Bryan Ruiz, o grande destaque do treinador nesta conferência de imprensa. "É um jogador com uma cultura táctica...  Neste momento é aquilo que mais me impressiona. Ele é um jogador que sabe tudo. Sabe tudo quando não tem a bola e quando tem bola. Ele pode fazer três posições na equipa do Sporting e de certeza que as vai fazer bem. É um atleta, um jogador com 1.88m, forte na bola parada também". Será o outro grande responsável pela pausa neste novo Sporting. Tem qualidade técnica, adora jogar por dentro, é forte individualmente mas não faz disso o seu jogo. Toca quando acha que deve, segura, roda, entrega com qualidade. Criatividade - Gaitan.

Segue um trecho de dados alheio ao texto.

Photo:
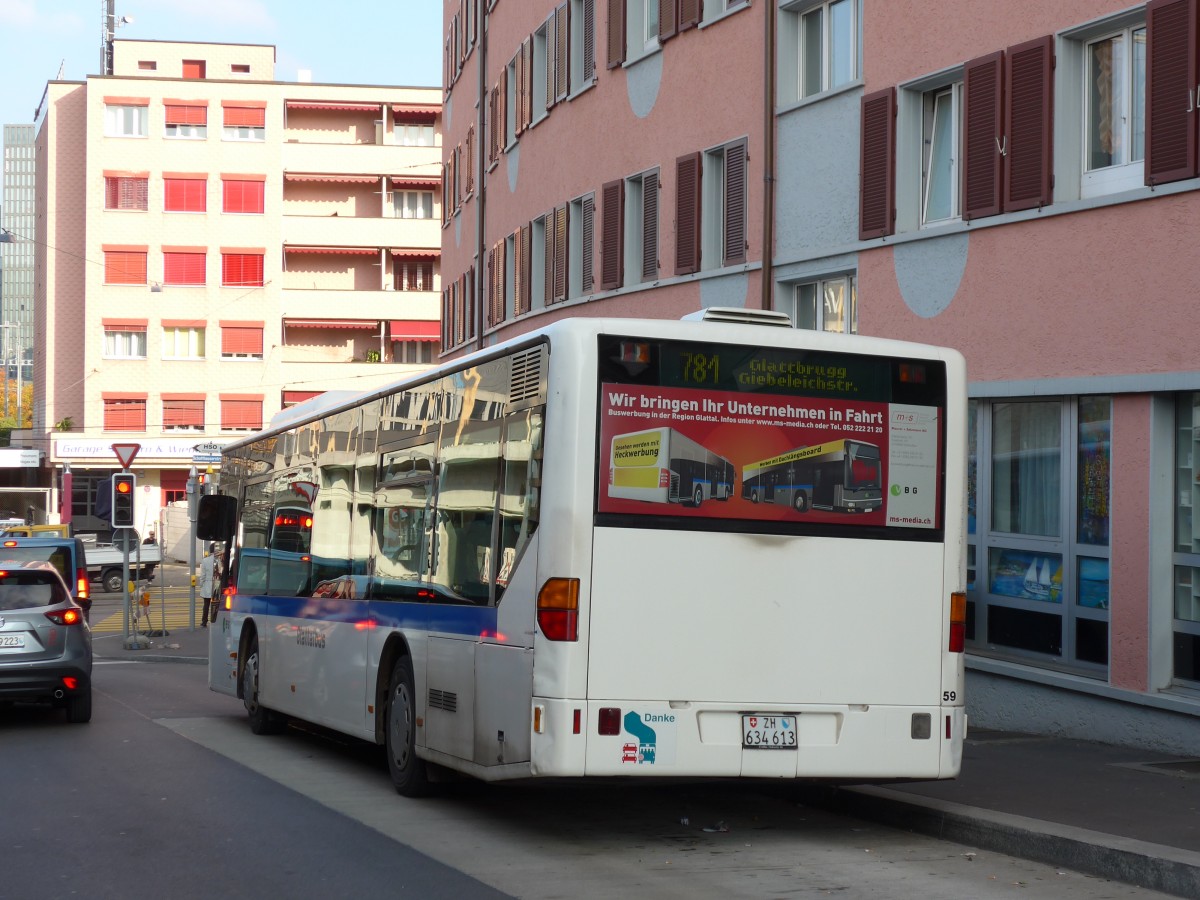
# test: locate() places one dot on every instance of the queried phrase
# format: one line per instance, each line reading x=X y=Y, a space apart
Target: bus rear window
x=766 y=438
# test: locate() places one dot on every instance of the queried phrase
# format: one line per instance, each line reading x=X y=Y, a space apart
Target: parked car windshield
x=27 y=591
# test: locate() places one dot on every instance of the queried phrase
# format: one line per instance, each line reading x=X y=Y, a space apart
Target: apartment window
x=241 y=412
x=827 y=305
x=941 y=142
x=125 y=412
x=186 y=121
x=184 y=268
x=413 y=352
x=581 y=228
x=126 y=120
x=183 y=340
x=125 y=267
x=582 y=55
x=723 y=209
x=245 y=195
x=185 y=193
x=642 y=228
x=183 y=412
x=413 y=204
x=247 y=123
x=125 y=340
x=241 y=340
x=413 y=133
x=1043 y=538
x=241 y=269
x=126 y=192
x=820 y=47
x=1115 y=112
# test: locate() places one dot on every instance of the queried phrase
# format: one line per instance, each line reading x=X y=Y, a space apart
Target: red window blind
x=241 y=269
x=183 y=412
x=246 y=117
x=178 y=114
x=245 y=337
x=241 y=413
x=123 y=192
x=243 y=196
x=183 y=268
x=125 y=414
x=185 y=195
x=125 y=267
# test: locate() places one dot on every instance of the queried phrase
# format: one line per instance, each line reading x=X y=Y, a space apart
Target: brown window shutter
x=689 y=13
x=523 y=298
x=587 y=228
x=589 y=41
x=1171 y=72
x=876 y=192
x=612 y=209
x=547 y=246
x=651 y=227
x=562 y=52
x=688 y=169
x=669 y=19
x=1029 y=113
x=616 y=36
x=982 y=135
x=735 y=250
x=559 y=253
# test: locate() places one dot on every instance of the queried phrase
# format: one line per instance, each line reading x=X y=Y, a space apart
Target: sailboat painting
x=1032 y=576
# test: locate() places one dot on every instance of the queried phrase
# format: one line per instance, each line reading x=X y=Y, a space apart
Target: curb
x=1153 y=867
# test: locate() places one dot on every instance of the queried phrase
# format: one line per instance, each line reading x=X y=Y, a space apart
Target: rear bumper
x=34 y=682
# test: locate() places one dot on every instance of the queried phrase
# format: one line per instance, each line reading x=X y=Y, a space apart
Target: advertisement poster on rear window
x=681 y=451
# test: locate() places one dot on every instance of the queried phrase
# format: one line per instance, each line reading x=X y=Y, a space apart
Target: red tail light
x=958 y=622
x=558 y=609
x=70 y=616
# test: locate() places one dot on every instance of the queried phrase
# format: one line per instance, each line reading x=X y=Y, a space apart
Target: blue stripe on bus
x=442 y=618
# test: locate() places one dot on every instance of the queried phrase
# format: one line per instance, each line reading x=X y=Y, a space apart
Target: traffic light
x=124 y=485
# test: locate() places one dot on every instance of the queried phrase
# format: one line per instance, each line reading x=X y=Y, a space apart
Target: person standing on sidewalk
x=208 y=580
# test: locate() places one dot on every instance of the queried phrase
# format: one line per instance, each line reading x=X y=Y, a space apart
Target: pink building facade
x=1011 y=179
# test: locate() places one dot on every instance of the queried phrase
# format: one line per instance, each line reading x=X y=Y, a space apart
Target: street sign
x=126 y=453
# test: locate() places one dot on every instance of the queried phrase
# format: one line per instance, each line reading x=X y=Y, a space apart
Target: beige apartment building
x=214 y=246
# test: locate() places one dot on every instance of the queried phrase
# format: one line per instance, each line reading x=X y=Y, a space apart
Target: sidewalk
x=1116 y=813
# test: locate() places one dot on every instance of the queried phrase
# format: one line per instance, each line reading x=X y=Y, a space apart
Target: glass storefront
x=1038 y=525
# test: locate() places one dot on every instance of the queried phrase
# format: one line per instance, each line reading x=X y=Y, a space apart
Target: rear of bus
x=739 y=639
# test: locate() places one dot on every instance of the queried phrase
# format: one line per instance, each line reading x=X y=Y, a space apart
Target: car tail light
x=558 y=609
x=958 y=622
x=70 y=616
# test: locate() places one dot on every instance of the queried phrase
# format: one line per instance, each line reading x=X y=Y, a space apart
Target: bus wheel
x=262 y=720
x=407 y=769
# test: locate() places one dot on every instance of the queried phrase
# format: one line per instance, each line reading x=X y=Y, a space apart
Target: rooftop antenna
x=109 y=23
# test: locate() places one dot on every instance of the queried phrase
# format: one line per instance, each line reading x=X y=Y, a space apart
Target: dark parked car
x=45 y=640
x=66 y=555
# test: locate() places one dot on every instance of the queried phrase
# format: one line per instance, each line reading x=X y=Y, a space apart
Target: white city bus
x=439 y=565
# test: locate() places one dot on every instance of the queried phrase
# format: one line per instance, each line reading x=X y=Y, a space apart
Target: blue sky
x=339 y=41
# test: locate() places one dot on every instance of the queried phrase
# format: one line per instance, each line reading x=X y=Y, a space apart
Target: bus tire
x=262 y=720
x=408 y=772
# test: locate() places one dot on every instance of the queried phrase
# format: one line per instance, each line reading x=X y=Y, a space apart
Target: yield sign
x=125 y=454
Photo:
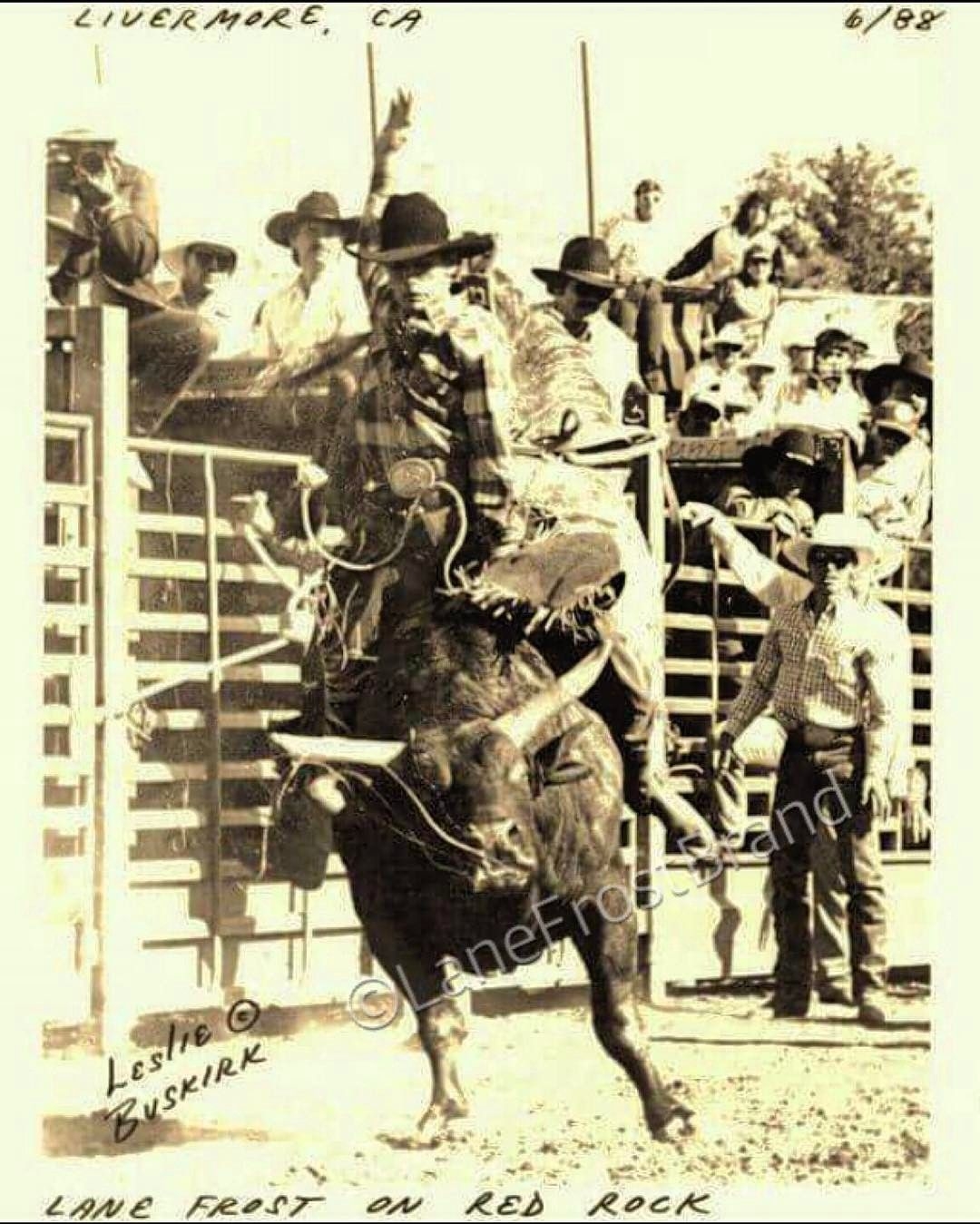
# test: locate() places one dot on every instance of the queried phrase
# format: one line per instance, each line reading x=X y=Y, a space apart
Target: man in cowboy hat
x=116 y=209
x=826 y=399
x=639 y=259
x=908 y=381
x=895 y=490
x=836 y=672
x=569 y=354
x=750 y=406
x=203 y=269
x=579 y=288
x=719 y=374
x=435 y=398
x=777 y=477
x=319 y=318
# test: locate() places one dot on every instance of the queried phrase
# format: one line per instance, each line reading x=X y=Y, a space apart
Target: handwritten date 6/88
x=919 y=20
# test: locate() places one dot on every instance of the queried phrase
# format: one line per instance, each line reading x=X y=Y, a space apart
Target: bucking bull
x=481 y=825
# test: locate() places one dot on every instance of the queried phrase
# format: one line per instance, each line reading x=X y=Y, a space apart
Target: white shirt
x=811 y=406
x=227 y=316
x=292 y=321
x=636 y=248
x=612 y=360
x=897 y=496
x=708 y=378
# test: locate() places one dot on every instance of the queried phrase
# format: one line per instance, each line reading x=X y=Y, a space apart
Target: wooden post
x=214 y=721
x=372 y=93
x=590 y=186
x=102 y=392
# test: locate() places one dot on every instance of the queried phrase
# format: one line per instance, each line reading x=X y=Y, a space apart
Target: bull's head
x=484 y=772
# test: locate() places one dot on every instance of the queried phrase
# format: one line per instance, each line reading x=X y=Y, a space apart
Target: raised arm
x=390 y=141
x=758 y=691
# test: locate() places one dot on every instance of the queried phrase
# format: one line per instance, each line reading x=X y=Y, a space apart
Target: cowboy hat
x=913 y=367
x=837 y=532
x=797 y=445
x=765 y=357
x=833 y=338
x=83 y=136
x=730 y=337
x=898 y=416
x=316 y=206
x=174 y=257
x=798 y=340
x=585 y=261
x=66 y=235
x=415 y=228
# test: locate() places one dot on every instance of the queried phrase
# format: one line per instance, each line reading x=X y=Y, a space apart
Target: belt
x=811 y=737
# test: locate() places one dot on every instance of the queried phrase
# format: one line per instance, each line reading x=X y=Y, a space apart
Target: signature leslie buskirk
x=131 y=1111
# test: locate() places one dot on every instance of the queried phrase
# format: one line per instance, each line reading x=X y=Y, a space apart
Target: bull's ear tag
x=411 y=477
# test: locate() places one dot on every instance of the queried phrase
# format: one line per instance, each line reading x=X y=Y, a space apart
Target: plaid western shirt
x=436 y=388
x=849 y=667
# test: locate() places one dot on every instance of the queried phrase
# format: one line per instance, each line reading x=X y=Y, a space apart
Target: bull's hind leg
x=441 y=1031
x=607 y=943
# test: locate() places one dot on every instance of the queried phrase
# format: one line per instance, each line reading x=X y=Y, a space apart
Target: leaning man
x=836 y=669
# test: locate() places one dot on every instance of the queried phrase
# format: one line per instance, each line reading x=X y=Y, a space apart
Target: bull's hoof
x=437 y=1121
x=673 y=1126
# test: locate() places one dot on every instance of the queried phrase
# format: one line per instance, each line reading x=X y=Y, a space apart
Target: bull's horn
x=339 y=749
x=520 y=725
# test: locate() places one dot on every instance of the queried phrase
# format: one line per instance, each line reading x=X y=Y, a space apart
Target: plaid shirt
x=848 y=669
x=435 y=388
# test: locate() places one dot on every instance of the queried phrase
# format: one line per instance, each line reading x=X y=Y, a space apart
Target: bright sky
x=238 y=125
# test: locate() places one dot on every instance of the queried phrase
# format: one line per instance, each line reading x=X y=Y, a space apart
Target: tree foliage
x=854 y=220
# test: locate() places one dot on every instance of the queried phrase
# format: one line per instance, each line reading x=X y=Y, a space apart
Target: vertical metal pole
x=590 y=185
x=214 y=719
x=101 y=357
x=372 y=90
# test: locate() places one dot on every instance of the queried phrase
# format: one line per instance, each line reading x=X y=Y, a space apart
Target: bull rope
x=362 y=567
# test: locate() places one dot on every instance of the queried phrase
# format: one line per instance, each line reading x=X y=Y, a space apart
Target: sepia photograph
x=480 y=520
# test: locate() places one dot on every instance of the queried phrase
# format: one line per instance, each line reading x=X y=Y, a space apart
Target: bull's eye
x=518 y=771
x=431 y=770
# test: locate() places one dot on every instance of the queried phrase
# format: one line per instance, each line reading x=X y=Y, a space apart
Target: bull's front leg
x=441 y=1030
x=607 y=944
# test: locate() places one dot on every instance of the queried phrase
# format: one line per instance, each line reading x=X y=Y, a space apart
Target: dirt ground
x=818 y=1101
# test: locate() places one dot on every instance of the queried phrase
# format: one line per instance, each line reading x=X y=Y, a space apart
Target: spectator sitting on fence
x=720 y=253
x=761 y=744
x=895 y=487
x=750 y=403
x=203 y=269
x=65 y=237
x=579 y=287
x=719 y=375
x=777 y=480
x=638 y=257
x=750 y=299
x=115 y=204
x=837 y=671
x=826 y=400
x=799 y=351
x=702 y=417
x=319 y=318
x=908 y=381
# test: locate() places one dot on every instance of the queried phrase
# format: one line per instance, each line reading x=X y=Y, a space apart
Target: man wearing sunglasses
x=203 y=269
x=835 y=669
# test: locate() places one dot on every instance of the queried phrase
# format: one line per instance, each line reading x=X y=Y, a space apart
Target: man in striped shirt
x=437 y=379
x=836 y=672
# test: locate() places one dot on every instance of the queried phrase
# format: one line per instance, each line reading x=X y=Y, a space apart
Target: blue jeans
x=820 y=778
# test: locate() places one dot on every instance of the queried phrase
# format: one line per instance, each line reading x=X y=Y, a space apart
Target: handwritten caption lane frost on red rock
x=203 y=18
x=494 y=1205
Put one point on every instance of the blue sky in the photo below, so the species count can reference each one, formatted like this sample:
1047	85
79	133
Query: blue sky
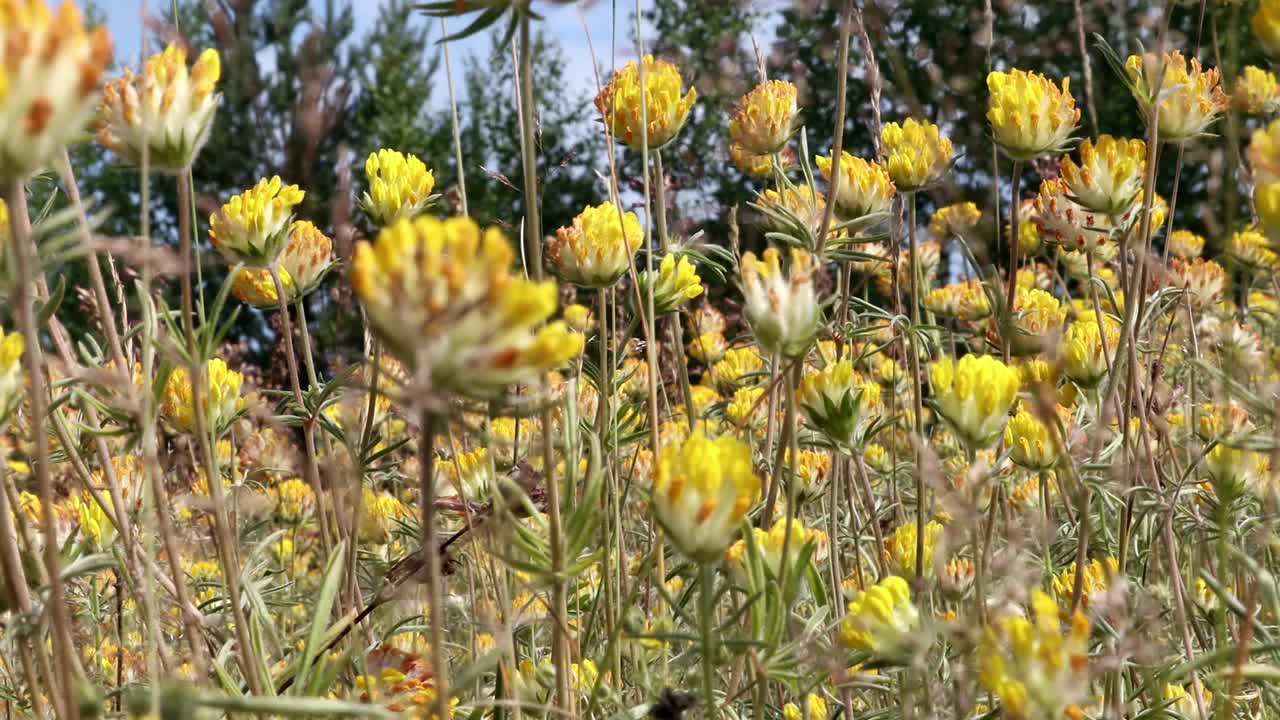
563	22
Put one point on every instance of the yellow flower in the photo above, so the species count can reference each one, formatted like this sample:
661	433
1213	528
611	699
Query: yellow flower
771	542
864	188
917	154
1185	244
1033	666
1029	115
880	618
1097	578
964	300
764	118
1266	27
900	547
597	249
974	396
400	186
664	106
676	282
1202	279
252	227
50	65
781	308
1191	98
1032	443
442	294
734	368
1037	317
306	256
167	109
220	397
1264	154
293	499
955	219
1252	250
1266	201
1256	91
1069	223
1083	359
840	402
702	491
1109	178
10	373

"É o treino que define quem joga"

A grande exigência de Jesus é esta. Quem cumprir melhor no treino com o que ele pede estará mais próximo de jogar. Mas exige também que os seus jogadores sejam muito agressivos a ocupar as posições, em todos os momentos. Nos movimentos com e sem bola a agressividade é uma exigência constante. 
A dança colectiva já começou, e por isso, e por ter qualidade individual acima da esmagadora maioria dos seus competidores internos, o campeonato promete mais um candidato até Maio.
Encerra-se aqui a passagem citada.